Cinematheque Cinema Scholars Club holds weekly free film screenings

Originally Posted on Emerald Media via UWIRE

Thursday night, the Cinematheque Cinema Scholars Club screened The Five Obstructions, an experimental Dutch film as part of a weekly film event collaboration between the Departments of Cinema Studies and Romance Languages.

In a time when a movie ticket is upwards of $11 and even a Netflix subscription costs $8 a month, free film screenings are a great way to enjoy a high-quality film in a community-based setting similar to a theater.

At a large university, students often forget to take advantage of the many free events put on every week. Cinematheque is open and free to all students, faculty and community members. Bring a snack and a bud, sit back and enjoy. Your parents will be proud of how cultured college has made you.

Rebecca Rosenberg, a junior Italian major, attended the screening for the first time on Thursday night.

“I’m excited to be exposed to different areas of cinema you wouldn’t normally be exposed to,” Rosenberg said.

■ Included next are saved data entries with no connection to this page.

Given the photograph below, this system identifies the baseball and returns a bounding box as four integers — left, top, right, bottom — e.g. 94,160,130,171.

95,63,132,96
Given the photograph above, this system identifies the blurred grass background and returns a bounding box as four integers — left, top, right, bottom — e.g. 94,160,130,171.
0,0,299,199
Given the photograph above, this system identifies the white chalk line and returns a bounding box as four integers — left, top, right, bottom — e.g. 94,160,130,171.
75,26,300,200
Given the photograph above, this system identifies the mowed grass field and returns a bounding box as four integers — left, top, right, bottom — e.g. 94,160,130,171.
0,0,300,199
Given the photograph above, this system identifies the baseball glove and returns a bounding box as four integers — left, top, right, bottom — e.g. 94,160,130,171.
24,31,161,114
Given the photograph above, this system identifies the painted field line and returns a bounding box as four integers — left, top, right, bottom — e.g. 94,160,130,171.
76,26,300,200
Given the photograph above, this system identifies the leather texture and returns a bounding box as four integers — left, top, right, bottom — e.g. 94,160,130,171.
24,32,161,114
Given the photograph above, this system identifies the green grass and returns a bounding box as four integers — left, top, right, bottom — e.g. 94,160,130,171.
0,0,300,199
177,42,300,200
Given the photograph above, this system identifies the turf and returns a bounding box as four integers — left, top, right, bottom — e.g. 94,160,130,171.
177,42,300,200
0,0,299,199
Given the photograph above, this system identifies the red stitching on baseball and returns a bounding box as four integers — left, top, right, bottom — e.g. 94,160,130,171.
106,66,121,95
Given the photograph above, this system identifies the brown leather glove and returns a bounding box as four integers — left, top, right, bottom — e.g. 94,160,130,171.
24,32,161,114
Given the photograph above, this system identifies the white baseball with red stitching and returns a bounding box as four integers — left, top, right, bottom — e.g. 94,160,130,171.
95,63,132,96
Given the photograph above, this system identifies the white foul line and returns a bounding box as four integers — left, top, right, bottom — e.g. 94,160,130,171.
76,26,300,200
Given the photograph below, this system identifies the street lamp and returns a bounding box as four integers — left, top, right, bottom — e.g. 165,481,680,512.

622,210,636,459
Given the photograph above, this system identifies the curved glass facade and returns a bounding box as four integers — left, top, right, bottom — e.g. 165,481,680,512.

Professor Sergio Rigoletto, who teaches in the Department of Romance Languages, teamed up with a team of graduate students in his department, as well as in the Comparative Literature department last year to create the first term of Cinematheque screenings. Part of the Cinema Studies requirements for creating a weekly film screening is that the organizers create a format and must also ensure that the films selected are both diverse and mainly international.

“We’re doing this because we love cinema, and we also want to show films that matter, and also to make academic life more interesting,” Rigoletto said. “Many people collaborate and we try to show films you wouldn’t watch otherwise.”

Each term focuses on a different theme. This term’s theme is “playing and games.” Thursday’s screening showed a film that experimented with breaking the rules of the entire filmmaking process.

Ivano Fulgaro, a graduate student in the Department of Romance Languages volunteered for the screenings last year after taking one of Rigoletto’s Italian film classes.

“We try to watch movies that are not average. Movies that you need to look through a critical eye with,” Fulgaro said.

Next week’s film is Le grand jeu, a romantic French poetic realism film from 1934. The May 15 screening will be the Italian crime drama, Investigation of a Citizen Above Suspicion, followed by the Japanese crime film Pale Flower on May 22.The year’s last screening on May 29 will be Sonatine — a famous 1993 Japanese film.

Cinematheque screenings are held in Fenton 110 at 7:15 p.m. every Thursday during spring term.